As charismatics we believe in the continuing gifts and manifestations of the Spirit, including prophecy. But as one who grew up in the “prophetic movement,” I have come to view the prophetic gift and office completely differently than I once did. And many of us have taken this step.
Instead of foretelling future events or reading someone’s mail or maybe just getting revved up and a little weird in the pulpit, the prophetic gift is about preaching powerfully into the church’s inconsistencies and hypocrisies. And true prophets are those who call the church to a greater integrity of worship and social justice through their Spirit-filled preaching gift.
- We don’t mind being labeled progressive, but we’re not crazy about it either.
The last point especially tends to get some New Charismatics labeled progressive. We don’t mind that so much, but we’d honestly rather have our identity rooted in the Spirit who empowers and gives meaning to our works of service in the first place.
- We don’t mind being labeled evangelical, but we’re not crazy about it either.

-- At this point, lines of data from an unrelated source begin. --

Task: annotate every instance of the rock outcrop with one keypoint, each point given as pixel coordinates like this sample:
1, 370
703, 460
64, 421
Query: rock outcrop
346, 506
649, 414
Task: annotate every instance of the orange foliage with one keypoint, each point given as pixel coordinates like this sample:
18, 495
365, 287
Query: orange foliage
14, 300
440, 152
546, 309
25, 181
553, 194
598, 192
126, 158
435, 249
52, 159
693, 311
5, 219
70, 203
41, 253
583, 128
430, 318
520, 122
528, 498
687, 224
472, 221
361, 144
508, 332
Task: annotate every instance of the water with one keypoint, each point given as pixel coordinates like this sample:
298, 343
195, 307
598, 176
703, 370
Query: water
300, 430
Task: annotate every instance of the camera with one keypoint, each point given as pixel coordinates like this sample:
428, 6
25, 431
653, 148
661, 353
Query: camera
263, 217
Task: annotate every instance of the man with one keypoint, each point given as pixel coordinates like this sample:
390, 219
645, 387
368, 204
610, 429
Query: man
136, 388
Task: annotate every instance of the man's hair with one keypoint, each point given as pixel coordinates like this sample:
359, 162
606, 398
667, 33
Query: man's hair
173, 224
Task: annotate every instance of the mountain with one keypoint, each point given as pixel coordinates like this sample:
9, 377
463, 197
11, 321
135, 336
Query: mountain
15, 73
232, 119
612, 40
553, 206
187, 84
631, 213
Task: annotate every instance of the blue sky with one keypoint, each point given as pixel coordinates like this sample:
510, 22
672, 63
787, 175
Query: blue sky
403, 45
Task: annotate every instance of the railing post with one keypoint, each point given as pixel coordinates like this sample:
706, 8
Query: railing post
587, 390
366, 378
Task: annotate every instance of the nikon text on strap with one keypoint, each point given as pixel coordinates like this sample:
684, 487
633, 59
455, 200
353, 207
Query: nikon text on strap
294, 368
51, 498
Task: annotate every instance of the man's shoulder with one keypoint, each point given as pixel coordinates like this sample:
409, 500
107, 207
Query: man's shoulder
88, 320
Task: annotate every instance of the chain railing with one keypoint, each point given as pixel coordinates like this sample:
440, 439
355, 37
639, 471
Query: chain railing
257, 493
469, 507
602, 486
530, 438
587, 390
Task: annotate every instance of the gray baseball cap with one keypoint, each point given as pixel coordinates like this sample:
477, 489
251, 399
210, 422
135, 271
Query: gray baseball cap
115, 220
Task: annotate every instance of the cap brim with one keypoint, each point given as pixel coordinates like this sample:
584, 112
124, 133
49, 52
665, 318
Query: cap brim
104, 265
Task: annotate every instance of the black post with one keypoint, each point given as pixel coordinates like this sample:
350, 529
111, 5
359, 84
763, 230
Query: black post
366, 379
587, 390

Because we’re committed to heartfelt, passionate, orthodox faith and worship, we sometimes get labeled evangelical, too. Again, we don’t mind it, but we don’t care much about fitting into typical evangelical categories either.
- We’re missional, not antagonistic.
Among other things, our charismatic forebears were often marked by the sin of antagonizing the “worldly” culture around them instead of engaging that culture for the sake of the gospel. This antagonistic impulse created ingrown and ineffective churches over time, concerned mainly with keeping a “holy” status intact and maintaining a spiritual buzz.
New Charismatics seek to joyfully join the cultural conversation. We see God as being “on mission” in the world, and we aim to follow him, discerning where the Spirit is at work in culture and calling our friends and neighbors to the King and his Kingdom.
- We think emotional health is as important as spiritual health.
Lots of us New Charismatics have needed the help of psychology and therapy to recover from our own past experiences, and through that have come to see the importance of emotional health.
Spiritual health and “deliverance” are not a replacement for tending to our places of deep emotional pain and dysfunction and working towards true healing over the long haul — because denial is not just a river in Egypt.
- We’ve left the violent End Times behind for a Jesus-looking God and a Gospel of peace.
For New Charismatics, gone are the days of an eschatological worldview where a bloodthirsty God requires militant pro-Israel support and violent American nationalism. Even as the 2016 [presidential] race heats up, we are more determined than ever to leave this behind for a God who looks like Jesus, that preacher of peace who taught forgiveness, equality, and nonviolence before he submitted to his own death on the empire’s cross —not a heavenly warlord hell-bent on running a cosmic drone strike at the end of the age.
Because for New Charismatics, what’s driving us at the center of everything is following our King Jesus and producing the fruit that he requires of us, which is, of course, the fruit of the Spirit (Galatians 5).